Constraints on Light Neutrino Parameters Derived from the Study of Neutrinoless Double Beta Decay

1Horia Hulubei Foundation, P.O. Box MG-12, Romania
2Horia Hulubei National Institute of Physics and Nuclear Engineering, P.O. Box MG-6, 077125 Magurele, Bucharest, Romania

Received 7 February 2014; Accepted 28 April 2014; Published 28 May 2014

Academic Editor: Abhijit Samanta

Copyright © 2014 Sabin Stoica and Andrei Neacsu. This is an open access article distributed under the Creative Commons Attribution License, which permits unrestricted use, distribution, and reproduction in any medium, provided the original work is properly cited. The publication of this article was funded by SCOAP3.

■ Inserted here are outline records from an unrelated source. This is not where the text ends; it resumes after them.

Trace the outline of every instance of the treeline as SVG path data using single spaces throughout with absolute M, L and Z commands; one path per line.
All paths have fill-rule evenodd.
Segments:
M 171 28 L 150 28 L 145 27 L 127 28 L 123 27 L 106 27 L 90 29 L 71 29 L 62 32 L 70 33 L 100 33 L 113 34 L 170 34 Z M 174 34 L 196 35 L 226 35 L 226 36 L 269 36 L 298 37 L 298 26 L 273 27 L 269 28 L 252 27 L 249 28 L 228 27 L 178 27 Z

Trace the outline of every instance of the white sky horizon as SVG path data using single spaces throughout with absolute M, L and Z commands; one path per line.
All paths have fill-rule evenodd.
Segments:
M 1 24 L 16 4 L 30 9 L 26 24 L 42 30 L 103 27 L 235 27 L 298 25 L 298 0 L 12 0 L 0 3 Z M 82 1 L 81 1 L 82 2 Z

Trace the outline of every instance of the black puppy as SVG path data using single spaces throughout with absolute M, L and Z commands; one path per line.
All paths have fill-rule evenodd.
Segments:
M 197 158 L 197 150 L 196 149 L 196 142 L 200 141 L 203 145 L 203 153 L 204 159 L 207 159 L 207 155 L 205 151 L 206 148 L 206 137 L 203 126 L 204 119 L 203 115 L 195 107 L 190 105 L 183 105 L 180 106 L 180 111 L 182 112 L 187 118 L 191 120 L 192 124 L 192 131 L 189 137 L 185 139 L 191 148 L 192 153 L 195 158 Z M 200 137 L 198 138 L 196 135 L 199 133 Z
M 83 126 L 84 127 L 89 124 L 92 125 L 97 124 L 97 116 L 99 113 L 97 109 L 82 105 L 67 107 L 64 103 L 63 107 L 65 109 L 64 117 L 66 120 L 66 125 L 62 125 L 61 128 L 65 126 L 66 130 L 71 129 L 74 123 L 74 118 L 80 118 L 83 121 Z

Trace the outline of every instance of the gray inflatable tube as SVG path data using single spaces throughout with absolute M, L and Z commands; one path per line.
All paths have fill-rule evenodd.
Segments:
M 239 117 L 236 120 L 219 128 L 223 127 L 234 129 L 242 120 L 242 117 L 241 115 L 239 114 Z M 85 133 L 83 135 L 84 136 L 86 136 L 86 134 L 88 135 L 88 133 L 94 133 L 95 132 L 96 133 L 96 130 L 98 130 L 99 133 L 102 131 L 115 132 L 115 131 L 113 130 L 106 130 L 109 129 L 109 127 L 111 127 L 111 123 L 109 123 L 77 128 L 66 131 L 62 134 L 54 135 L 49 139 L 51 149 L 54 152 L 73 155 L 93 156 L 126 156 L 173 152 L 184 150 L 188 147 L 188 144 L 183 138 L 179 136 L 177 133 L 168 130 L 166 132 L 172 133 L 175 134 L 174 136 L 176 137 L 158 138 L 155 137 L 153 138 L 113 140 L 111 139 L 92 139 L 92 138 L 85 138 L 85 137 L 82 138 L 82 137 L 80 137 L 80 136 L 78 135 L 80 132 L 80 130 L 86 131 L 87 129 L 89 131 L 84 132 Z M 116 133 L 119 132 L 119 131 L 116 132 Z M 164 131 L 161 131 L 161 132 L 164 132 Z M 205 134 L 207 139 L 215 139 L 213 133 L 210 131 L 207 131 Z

The study of the neutrinoless double beta decay mode can provide us with important information on the neutrino properties, particularly on the electron neutrino absolute mass. In this work we revise the present constraints on the neutrino mass parameters derived from the decay analysis of the experimentally interesting nuclei. We use the latest results for the phase space factors (PSFs) and nuclear matrix elements (NMEs), as well as for the experimental lifetime limits. For the PSFs we use values computed with an improved method reported very recently. For the NMEs we use values chosen from the literature on a case-by-case basis, taking advantage of the consensus reached by the community on several nuclear ingredients used in their calculation. Thus, we try to restrict the range of spread of the NME values calculated with different methods and, hence, to reduce the uncertainty in deriving limits for the Majorana neutrino mass parameter. Our results may be useful to have an updated image on the present neutrino mass sensitivities associated with measurements for different isotopes and to better estimate the range of values of the neutrino masses that can be explored in the future double beta decay (DBD) experiments.